For must subject areas, it’s pretty easy to identify the major dimensions: Product, Customer Account, Student, Employee, and Organization are all easily understood as descriptive dimensions. A store’s sales, a telecommunication company’s phone calls, and a college’s course registrations are all clearly facts.
However, for some subject areas, it can be challenging – especially for the new dimensional modeler – to identify whether an entity is a dimension or a fact. For example, an insurance company’s claims processing unit wants to analyze and report on their open claims. “Claim” feels like a dimension, but at the same time, it can behave like a fact table. A similar situation arises with software companies with extended sales cycles: is the sales opportunity a dimension, a fact, or both?
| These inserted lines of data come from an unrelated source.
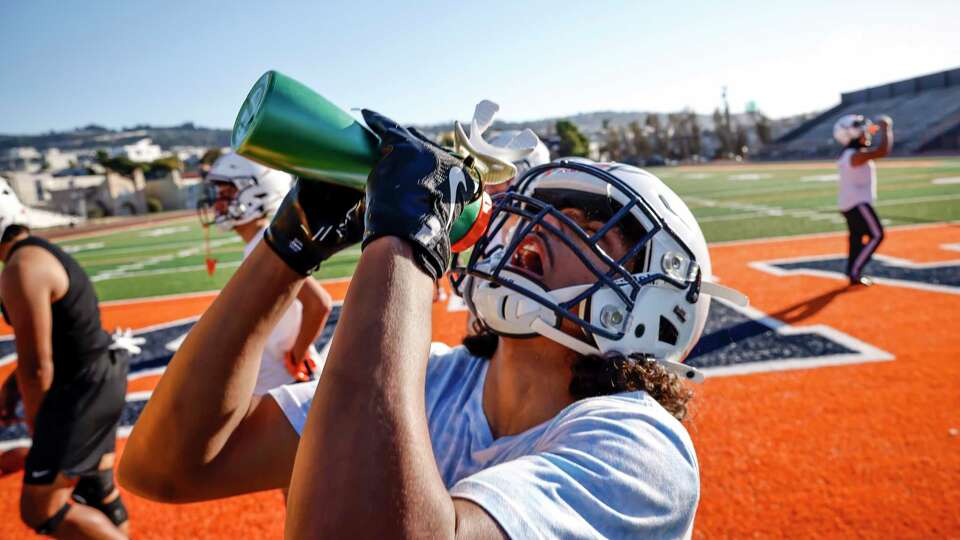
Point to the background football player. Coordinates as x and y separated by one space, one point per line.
241 196
858 187
72 380
566 426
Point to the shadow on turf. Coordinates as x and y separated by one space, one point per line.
805 309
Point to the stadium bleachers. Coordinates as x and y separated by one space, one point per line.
923 108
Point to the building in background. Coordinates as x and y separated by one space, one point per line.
139 151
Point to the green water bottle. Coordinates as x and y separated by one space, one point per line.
285 125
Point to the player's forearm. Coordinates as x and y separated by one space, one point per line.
365 457
207 388
34 377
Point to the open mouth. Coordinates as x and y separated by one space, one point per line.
529 257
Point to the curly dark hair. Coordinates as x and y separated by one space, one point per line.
605 374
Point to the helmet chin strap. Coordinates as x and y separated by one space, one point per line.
679 369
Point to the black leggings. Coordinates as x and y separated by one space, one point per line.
863 222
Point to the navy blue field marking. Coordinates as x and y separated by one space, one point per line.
161 342
739 341
941 276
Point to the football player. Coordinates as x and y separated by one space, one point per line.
72 381
566 425
242 196
858 187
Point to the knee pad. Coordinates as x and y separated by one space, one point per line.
49 527
92 489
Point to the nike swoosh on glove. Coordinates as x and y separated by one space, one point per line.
416 191
316 220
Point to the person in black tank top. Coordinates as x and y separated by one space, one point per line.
73 388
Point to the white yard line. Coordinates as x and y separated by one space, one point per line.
819 213
126 270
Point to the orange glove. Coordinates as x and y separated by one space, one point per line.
300 370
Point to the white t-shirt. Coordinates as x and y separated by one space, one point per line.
273 371
858 185
615 466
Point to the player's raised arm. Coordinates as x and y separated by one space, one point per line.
202 433
365 466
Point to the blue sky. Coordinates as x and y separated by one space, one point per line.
119 63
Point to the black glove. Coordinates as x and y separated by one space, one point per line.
416 192
315 220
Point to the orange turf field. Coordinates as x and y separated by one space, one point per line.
858 451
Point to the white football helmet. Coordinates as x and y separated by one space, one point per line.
658 309
12 211
259 192
521 139
849 128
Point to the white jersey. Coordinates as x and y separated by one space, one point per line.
616 466
858 185
273 371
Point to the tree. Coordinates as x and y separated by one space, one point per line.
641 143
613 145
572 142
210 156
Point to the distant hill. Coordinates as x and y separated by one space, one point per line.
592 122
93 136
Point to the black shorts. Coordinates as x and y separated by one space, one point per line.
77 421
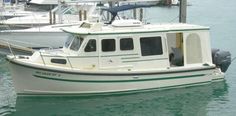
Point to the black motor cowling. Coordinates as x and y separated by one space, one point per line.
221 59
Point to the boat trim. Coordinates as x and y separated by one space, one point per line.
117 81
134 32
111 74
46 93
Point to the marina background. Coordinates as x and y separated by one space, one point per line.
212 100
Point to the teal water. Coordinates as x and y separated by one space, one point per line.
215 99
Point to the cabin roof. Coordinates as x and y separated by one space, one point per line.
97 29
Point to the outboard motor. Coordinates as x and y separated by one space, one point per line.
221 59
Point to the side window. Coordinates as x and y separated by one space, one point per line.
108 45
91 46
151 46
76 43
126 44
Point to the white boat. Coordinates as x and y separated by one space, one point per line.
68 13
126 56
50 36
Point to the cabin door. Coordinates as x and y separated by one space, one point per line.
175 48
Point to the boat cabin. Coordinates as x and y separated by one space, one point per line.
138 47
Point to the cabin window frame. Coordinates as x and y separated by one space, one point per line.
95 47
113 47
78 44
129 48
149 48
In most cases, the design puzzle is solved by recognizing that the business event you’re trying to represent in the fact table is actually a long-lived process or lifecycle. Often, the business users are most interested in seeing the current state of the process. A table with one row per process – one row per claim or sales opportunity, for example – sounds like a dimension table. But if you distinguish between the entity (claim or sales opportunity) and the process (claim settlement or sales pipeline), it becomes clearer. We need a fact table to measure the process. And many dimension tables to describe the attributes of the entity measured in that process.
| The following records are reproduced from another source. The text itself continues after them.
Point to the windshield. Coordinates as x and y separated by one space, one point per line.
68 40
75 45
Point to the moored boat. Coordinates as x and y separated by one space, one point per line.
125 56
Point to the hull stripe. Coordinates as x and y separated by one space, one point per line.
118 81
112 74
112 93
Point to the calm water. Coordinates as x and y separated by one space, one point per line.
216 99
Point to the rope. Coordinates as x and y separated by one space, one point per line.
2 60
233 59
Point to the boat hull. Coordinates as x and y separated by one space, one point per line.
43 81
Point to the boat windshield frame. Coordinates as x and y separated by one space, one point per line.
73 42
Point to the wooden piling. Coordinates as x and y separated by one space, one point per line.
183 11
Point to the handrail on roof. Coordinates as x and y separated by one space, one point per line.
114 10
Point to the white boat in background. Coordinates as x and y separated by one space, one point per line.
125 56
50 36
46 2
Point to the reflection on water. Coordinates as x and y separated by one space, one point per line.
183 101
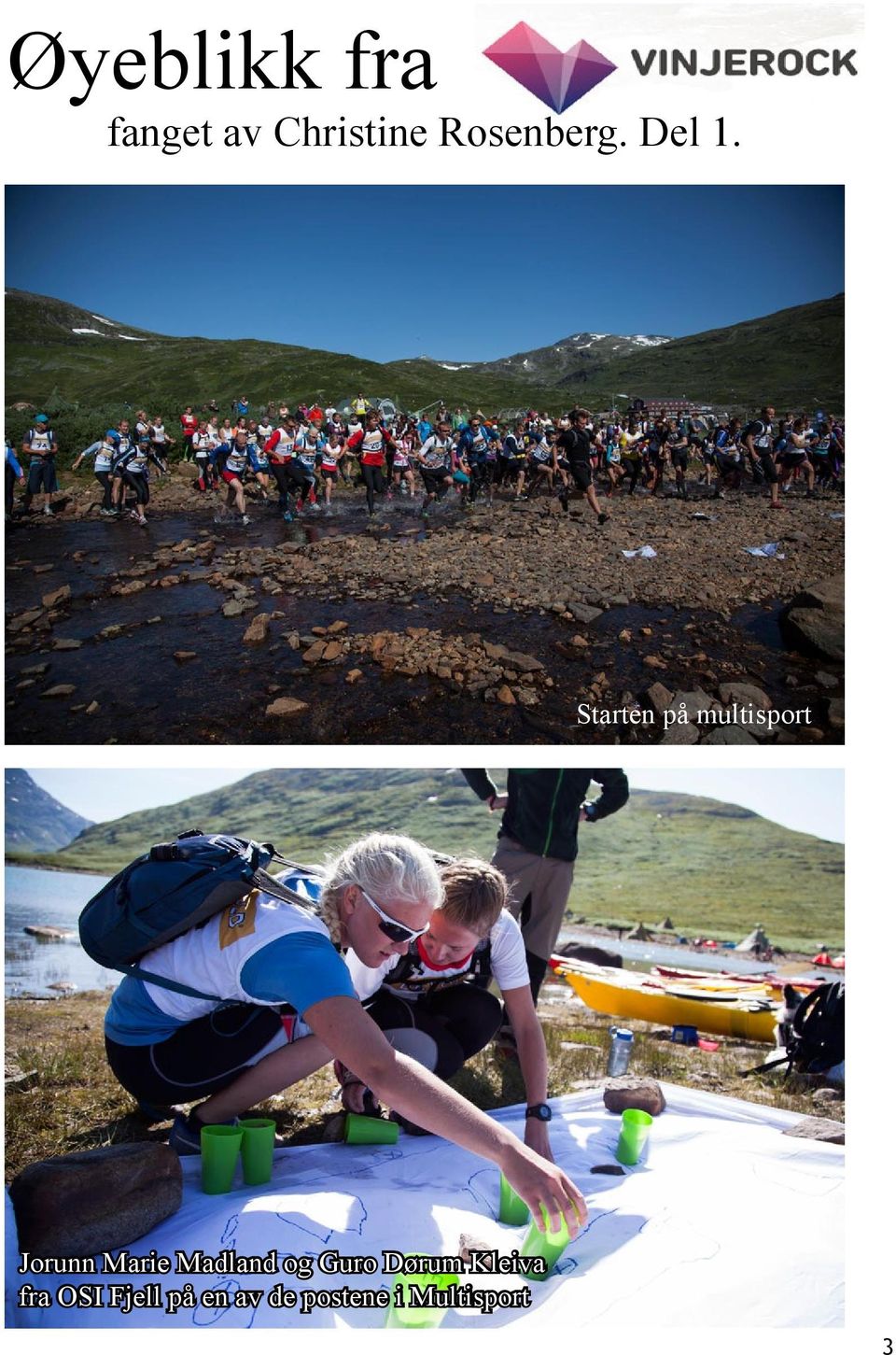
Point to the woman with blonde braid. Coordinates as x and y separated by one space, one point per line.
261 954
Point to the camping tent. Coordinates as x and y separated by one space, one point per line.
755 938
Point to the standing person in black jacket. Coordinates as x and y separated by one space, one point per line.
574 445
538 844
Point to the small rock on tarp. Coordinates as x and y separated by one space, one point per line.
634 1094
824 1130
98 1201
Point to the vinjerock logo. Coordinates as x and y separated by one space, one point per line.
556 78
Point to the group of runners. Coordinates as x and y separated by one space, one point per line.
298 457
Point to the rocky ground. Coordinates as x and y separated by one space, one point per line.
511 622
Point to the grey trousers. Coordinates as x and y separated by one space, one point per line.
543 883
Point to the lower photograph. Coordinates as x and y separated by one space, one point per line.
412 1048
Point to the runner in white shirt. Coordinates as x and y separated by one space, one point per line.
433 1004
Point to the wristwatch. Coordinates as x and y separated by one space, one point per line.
539 1111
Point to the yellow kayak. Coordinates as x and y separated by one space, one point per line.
620 992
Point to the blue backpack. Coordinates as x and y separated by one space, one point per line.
171 889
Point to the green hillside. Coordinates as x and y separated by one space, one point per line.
792 358
35 820
715 868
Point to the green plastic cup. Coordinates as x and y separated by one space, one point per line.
258 1150
511 1209
370 1129
550 1246
418 1318
632 1136
219 1152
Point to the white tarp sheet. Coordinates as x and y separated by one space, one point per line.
726 1222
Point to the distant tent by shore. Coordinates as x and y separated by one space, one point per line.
757 938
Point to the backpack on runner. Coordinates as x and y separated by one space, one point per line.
171 889
817 1039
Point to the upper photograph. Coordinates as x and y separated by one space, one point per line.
424 465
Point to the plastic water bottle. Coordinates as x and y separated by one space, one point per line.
622 1043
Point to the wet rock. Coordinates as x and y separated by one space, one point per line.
681 735
728 735
743 694
57 597
634 1094
99 1201
256 631
24 619
523 663
285 706
583 613
814 621
823 1130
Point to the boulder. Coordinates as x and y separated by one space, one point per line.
585 614
814 619
728 735
98 1201
258 628
57 597
634 1094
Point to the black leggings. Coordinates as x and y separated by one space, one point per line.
105 481
459 1022
373 483
199 1058
286 480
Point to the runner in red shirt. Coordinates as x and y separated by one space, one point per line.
189 424
371 444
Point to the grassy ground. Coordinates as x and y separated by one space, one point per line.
75 1103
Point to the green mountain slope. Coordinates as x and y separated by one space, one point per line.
34 820
793 358
716 868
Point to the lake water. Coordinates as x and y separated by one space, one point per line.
56 898
50 897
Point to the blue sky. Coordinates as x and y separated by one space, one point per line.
463 273
808 801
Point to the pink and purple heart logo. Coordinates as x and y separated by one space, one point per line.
556 78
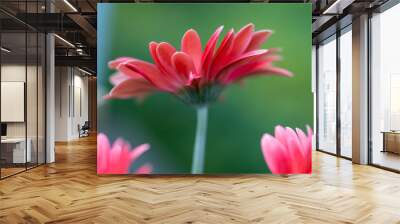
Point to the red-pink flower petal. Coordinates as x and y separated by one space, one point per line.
103 145
275 155
115 63
118 77
294 150
147 71
138 88
145 169
191 45
138 151
242 40
209 51
184 66
221 56
164 53
117 158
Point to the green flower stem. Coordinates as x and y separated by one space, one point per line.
200 141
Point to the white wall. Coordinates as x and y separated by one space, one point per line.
71 94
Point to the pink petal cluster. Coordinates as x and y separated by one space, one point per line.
289 152
117 159
192 68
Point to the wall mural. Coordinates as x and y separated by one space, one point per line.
204 88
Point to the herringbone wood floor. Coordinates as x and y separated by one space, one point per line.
69 191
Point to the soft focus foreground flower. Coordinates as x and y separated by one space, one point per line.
117 159
289 152
196 75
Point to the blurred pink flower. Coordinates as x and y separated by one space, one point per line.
117 159
196 76
289 152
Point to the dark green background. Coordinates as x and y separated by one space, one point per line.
236 123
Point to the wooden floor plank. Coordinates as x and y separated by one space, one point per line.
69 191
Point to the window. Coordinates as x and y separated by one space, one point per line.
346 92
385 89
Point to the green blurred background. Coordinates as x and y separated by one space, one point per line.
237 122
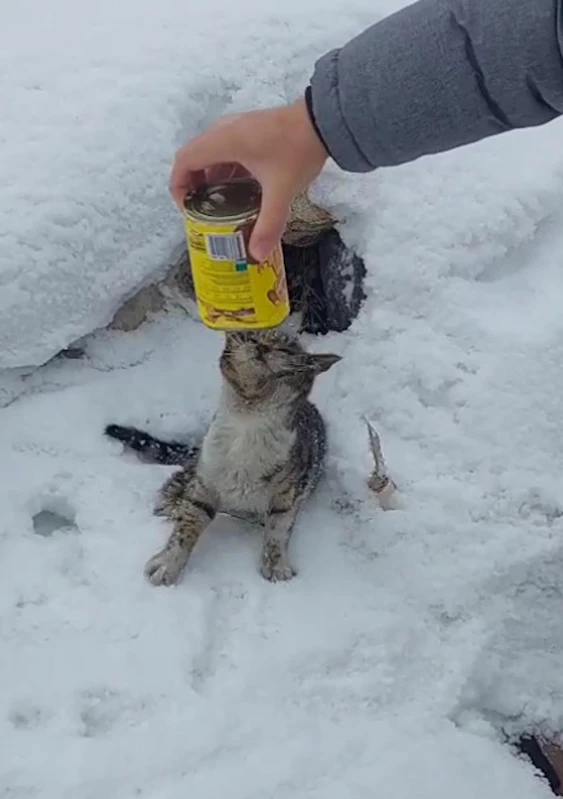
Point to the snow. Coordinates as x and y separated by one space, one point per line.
411 640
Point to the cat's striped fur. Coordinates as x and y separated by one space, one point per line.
261 456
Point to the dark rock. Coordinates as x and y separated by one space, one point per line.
325 283
342 274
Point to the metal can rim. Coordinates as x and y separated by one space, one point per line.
195 215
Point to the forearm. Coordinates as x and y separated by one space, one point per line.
437 75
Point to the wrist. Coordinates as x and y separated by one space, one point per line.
309 131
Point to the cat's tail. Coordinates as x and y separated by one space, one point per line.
151 449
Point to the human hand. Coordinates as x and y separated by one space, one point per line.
277 146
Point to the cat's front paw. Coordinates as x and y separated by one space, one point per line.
165 567
276 571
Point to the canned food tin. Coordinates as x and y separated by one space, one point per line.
233 291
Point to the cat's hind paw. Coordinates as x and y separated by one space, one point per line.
276 571
166 567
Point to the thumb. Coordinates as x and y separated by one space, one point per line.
272 219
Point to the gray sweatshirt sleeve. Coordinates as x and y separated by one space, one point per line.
437 75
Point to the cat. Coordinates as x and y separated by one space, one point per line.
261 457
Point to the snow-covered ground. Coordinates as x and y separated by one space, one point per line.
410 638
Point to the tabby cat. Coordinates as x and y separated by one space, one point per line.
260 458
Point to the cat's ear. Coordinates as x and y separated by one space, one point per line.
323 361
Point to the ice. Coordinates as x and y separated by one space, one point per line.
414 643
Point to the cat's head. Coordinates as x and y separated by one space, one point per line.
270 366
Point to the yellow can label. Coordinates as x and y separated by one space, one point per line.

This type of schema is implemented as an accumulating snapshot. The accumulating snapshot is less common than transactional and periodic snapshot fact tables. The grain of this type of fact table is one row per process; it has many roles of the date dimension; and the fact table rows are updated multiple times over the life of the process (hence the name accumulating snapshot). You can read more about accumulating snapshot fact tables in The Data Warehouse Toolkit, pages 128-134.
Many of the core dimensions of an accumulating snapshot schema are easy to identify, but there are some challenges to these designs. Long-lived processes tend to have a lot of little flags and codes from the source system that signal various statuses and conditions in the process. These are great candidates for junk dimensions. Expect your accumulating snapshot schema to have several junk dimensions.
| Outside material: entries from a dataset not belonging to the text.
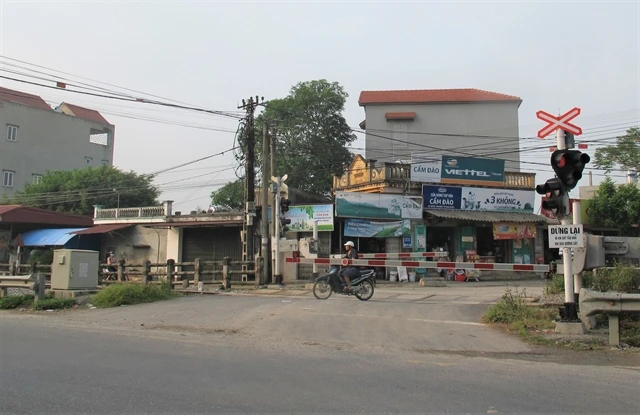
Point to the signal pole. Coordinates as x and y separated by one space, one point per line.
567 260
249 150
264 220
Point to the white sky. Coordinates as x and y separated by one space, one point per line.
554 55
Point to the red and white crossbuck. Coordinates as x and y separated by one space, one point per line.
421 264
554 123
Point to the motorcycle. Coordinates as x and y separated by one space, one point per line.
362 286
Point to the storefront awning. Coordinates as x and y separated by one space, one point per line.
488 216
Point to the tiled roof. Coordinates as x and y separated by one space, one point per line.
22 98
425 96
84 113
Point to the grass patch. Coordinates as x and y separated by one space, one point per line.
513 311
14 301
53 304
116 295
28 301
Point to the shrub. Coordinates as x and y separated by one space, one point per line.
15 301
53 304
116 295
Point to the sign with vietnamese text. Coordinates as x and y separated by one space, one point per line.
566 236
502 231
477 198
378 206
435 168
426 168
302 218
442 197
471 170
369 229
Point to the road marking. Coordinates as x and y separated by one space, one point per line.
421 320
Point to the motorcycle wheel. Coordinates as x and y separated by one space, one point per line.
322 290
368 288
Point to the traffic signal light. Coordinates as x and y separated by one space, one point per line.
568 165
555 192
284 205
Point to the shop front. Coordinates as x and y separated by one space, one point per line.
490 224
379 223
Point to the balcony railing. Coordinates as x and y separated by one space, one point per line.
137 213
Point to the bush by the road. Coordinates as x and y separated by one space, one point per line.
621 278
27 301
116 295
15 301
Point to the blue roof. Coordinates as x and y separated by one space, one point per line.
49 237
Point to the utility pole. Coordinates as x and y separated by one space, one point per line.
249 150
264 224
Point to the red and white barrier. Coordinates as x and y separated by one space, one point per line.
422 264
398 255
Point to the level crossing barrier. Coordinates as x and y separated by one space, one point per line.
421 264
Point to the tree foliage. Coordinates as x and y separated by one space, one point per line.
77 191
312 135
616 207
230 195
625 153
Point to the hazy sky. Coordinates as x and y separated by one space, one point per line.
554 55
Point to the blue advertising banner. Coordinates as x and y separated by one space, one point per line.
370 229
442 197
471 170
477 198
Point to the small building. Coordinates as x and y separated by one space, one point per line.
35 138
458 122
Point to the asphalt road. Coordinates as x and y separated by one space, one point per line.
48 367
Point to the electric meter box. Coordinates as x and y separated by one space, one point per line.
74 269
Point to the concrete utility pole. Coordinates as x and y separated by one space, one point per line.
249 150
264 221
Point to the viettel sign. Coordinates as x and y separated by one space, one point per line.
471 170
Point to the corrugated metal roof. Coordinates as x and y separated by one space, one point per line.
49 237
487 216
102 229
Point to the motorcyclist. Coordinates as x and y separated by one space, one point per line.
347 272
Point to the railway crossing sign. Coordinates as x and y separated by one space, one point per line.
562 121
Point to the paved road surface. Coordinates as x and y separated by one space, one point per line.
48 369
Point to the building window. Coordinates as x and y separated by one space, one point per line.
7 178
12 132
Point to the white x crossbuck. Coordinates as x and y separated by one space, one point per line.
562 121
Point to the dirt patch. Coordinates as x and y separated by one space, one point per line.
193 329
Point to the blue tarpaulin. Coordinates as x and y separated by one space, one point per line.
49 237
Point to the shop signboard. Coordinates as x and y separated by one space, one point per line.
378 206
369 229
426 168
442 197
435 168
477 199
471 170
502 231
302 218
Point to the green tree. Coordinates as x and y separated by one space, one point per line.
616 207
312 134
231 195
77 191
624 153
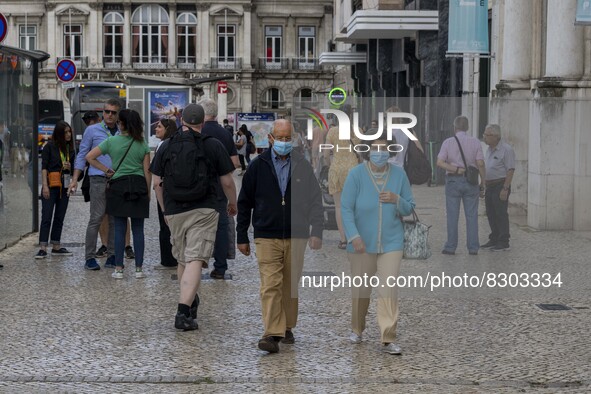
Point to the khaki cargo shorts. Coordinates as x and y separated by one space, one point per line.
193 234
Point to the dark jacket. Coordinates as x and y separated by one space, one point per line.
261 196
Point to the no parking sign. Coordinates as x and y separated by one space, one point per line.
66 70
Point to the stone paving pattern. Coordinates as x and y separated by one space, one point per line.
66 329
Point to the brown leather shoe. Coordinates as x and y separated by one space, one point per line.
288 339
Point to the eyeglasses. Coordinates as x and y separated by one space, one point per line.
282 139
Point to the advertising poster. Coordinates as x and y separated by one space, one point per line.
259 124
468 26
165 104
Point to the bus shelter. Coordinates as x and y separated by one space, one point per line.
19 214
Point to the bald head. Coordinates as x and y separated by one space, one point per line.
282 126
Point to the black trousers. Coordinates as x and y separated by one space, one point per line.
496 212
242 164
166 257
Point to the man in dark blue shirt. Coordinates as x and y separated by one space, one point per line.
222 241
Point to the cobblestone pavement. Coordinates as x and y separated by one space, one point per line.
66 329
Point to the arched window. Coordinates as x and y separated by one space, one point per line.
186 39
273 98
305 98
150 34
113 42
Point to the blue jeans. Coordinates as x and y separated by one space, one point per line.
222 243
457 189
137 231
55 206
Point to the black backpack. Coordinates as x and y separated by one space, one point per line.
416 165
188 175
I try to avoid creating a dimension with the same number of rows as the accumulating snapshot fact table. This can happen if you have not separated your junk dimensions into logically correlated groupings. In the earlier examples, I also resist designing a Claim or Sales Opportunity text description dimension for as long as I can. Realistically, though, there is usually some bit of detail that the business users absolutely need to see, such as the accident report or description of the sales opportunity. Although such a dimension may be huge, it is likely to be accessed by the business users only after other dimensions have been tightly constrained since there may be no predictable structure to the text entries.